First he fishtailed out of the Holiday Inn parking lot; then he cruised the Boulevard, idling the engine at stoplights, staying in second gear until he hit Western Avenue. On Western northbound he speed-shifted into third, sized up traffic and vowed not to touch the brake until he hit the Griffith Park Observatory.

So he tapped the horn as he clutched, weaved and shifted, and then Hollywood was behind him and the park road opened up. Then the whole world became a narrow strip of asphalt, headlight glow and a broken white line.

Seventy, eighty, eighty-five. At ninety, on the long upgrade approaching the Observatory, the Trans Am started to shimmy. Rice pulled to the side of the road and decelerated, catching a view of the L.A. Basin lit with neon. He thought immediately of Vandy and gauged distances, then turned around and drove toward the tiny pinpoints of light that he knew marked their old stomping grounds.

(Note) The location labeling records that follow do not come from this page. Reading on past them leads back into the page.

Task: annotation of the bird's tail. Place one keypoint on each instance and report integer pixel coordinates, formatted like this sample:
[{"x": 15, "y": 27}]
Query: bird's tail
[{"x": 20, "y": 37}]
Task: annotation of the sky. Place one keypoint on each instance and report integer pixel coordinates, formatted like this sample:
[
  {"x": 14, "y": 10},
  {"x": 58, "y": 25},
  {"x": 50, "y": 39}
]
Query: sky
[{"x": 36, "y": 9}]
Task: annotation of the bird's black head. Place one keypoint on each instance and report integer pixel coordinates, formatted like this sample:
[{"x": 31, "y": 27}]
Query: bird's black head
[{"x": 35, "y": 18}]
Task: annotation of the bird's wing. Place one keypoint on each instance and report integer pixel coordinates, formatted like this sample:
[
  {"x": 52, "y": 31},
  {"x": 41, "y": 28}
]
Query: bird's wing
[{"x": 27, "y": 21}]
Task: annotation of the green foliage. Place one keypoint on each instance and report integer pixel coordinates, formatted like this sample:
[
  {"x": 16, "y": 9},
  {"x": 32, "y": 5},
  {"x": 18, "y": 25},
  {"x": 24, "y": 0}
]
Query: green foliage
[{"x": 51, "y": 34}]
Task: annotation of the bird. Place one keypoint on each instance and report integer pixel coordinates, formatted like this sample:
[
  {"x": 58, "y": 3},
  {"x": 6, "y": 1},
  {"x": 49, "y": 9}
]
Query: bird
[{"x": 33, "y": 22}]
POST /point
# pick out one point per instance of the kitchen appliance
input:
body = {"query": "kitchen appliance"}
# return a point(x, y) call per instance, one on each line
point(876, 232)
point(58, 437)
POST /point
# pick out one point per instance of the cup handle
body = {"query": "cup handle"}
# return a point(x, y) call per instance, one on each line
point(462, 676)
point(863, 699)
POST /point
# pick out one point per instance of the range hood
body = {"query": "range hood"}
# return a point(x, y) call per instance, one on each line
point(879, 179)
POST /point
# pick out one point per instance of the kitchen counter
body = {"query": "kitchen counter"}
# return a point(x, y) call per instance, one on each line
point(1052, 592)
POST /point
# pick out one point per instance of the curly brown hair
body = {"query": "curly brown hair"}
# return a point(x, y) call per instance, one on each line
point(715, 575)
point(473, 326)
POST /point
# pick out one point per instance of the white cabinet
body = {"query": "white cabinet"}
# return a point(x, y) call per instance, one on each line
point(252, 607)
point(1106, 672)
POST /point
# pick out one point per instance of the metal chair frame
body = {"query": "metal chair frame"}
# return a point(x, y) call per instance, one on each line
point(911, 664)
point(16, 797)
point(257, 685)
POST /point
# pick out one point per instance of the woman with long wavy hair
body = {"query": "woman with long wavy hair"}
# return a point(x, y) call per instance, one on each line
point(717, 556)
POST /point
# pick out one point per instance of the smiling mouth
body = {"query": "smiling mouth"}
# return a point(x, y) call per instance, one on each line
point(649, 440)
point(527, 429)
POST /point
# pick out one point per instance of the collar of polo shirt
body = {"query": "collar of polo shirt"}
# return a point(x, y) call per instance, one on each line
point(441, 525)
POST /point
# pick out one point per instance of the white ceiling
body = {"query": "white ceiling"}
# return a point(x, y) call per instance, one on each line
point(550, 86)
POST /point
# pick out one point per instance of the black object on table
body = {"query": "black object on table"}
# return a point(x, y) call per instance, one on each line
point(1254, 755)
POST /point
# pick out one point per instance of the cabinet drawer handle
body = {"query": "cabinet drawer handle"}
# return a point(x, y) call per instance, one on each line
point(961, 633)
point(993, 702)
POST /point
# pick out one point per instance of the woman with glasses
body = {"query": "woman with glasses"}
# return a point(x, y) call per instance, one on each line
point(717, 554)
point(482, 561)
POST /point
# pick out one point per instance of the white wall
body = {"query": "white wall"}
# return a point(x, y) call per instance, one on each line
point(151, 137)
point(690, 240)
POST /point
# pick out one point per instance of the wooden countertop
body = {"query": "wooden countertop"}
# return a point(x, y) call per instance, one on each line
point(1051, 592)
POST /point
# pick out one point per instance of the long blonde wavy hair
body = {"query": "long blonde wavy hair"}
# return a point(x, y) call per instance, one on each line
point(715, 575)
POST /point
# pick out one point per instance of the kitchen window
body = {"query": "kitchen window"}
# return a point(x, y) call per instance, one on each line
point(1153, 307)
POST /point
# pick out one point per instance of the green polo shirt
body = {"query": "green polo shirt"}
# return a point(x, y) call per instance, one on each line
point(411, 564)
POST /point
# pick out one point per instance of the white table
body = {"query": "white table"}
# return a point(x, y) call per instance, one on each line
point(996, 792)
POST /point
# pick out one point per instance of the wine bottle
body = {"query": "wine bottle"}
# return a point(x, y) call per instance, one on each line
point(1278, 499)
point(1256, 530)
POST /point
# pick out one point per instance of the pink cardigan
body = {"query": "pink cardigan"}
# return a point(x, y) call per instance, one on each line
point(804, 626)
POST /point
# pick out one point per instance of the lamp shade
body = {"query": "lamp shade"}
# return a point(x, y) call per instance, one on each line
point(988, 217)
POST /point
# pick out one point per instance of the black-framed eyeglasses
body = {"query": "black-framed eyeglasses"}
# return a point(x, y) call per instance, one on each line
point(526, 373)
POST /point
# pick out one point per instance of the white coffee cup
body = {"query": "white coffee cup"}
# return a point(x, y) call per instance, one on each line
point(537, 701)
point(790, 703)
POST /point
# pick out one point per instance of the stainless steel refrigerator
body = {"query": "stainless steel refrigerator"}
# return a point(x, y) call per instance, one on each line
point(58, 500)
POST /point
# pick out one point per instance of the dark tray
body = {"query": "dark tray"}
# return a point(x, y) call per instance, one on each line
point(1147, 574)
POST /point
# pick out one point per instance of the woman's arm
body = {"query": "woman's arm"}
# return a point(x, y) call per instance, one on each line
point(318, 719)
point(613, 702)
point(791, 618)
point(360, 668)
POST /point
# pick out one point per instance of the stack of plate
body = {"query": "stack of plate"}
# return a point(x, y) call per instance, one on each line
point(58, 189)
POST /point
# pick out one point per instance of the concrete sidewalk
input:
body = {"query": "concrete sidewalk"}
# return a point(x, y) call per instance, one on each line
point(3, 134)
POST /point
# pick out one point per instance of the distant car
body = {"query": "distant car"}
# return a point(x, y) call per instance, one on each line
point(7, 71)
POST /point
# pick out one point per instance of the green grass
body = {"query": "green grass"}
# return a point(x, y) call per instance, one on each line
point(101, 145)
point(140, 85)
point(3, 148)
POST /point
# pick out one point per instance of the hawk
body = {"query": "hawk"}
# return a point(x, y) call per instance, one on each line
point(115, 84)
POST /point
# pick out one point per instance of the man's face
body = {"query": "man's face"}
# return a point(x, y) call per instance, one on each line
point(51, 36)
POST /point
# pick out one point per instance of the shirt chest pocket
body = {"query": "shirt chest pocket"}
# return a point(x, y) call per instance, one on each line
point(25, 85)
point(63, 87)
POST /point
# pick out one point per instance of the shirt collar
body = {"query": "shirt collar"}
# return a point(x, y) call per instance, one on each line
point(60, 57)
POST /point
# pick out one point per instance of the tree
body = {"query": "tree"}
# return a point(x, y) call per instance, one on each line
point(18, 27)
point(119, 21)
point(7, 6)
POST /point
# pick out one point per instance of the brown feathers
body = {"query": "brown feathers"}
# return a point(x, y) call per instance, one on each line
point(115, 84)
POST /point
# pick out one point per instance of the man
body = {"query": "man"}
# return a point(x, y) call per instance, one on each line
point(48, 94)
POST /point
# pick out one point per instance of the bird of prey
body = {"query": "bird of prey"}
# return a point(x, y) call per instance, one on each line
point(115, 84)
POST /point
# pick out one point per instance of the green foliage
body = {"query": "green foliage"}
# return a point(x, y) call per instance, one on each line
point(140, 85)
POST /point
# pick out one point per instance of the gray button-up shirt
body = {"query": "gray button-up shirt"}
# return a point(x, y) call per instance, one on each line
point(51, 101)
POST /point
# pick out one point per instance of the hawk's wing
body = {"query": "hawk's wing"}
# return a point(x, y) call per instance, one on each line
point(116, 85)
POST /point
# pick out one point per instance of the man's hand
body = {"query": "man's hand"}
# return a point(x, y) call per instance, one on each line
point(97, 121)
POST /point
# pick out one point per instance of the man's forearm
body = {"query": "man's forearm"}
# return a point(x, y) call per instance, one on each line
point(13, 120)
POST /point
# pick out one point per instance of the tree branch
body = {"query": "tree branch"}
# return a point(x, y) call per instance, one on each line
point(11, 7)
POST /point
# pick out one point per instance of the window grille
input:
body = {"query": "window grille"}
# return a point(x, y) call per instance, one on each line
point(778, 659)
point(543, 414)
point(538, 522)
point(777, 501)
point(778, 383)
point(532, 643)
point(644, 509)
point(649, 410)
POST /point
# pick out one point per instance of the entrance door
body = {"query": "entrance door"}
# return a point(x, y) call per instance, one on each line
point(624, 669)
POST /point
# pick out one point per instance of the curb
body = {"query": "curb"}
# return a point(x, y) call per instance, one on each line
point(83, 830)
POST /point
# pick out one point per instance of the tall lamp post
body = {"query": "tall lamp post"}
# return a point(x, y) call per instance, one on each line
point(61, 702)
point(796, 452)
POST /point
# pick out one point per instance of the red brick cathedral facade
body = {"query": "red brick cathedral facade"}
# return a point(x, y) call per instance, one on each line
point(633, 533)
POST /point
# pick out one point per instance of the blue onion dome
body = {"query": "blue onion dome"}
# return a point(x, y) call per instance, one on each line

Their old condo was already up for sale, with a sign on the front lawn offering reasonable terms and fresh molding beside the door he'd kicked off. Splitsville, Cold City,
Nada.

He drove to the 7-11 on Olympic and Bundy, where he used to send Vandy for frozen pizzas and his custom car magazines. A new night man behind the counter scoped him out like he was a shoplifter. The skunk odor came back, so he grabbed a West L.A. local paper and a candy bar and tossed the chump a dollar bill.

In the parking lot, he ate half the candy bar and looked at the front page. Vandalism at schools in the Pico-Robertson area; church bake-offs in Rancho Park; little theater on West-wood Boulevard. Then he turned the page, and everything went haywire.

The article was entitled, “Sheriffs Vet Heading Security at California Federal Branch,” and beside it was a close-up photo of Gordon Meyers. Rice's hands started to shake. He placed the newspaper on the hood of the Trans Am and read: “California Federal Bank's District Personnel Supervisor Dennis J. Lafferty today announced that Gordon M. Meyers, forty-four, recently retired from the Los Angeles County Sheriffs Department, has taken over as head of security for the Pico-Westholme branch, replacing Thomas O. Burke, who died of a heart attack two weeks ago. Meyers, who served most of his duty time as a jailer in the Main County Jail's facility for emotionally disturbed prisoners, said: ‘I'm going to make the most of this job. After a week on the job, Cal Federal already feels like home. It's great to be working with sane, noncriminal people.'”

Rice read the article three more times, then took his hands from the car's hood. They were still trembling, and he could see the blood vessels in his arms pulsate. A scream built up in his throat, then the “Death Before Dishonor” carved on his left biceps jumped out and calmed him. With his tremors now at a low idle, he drove to Pico and Westholme.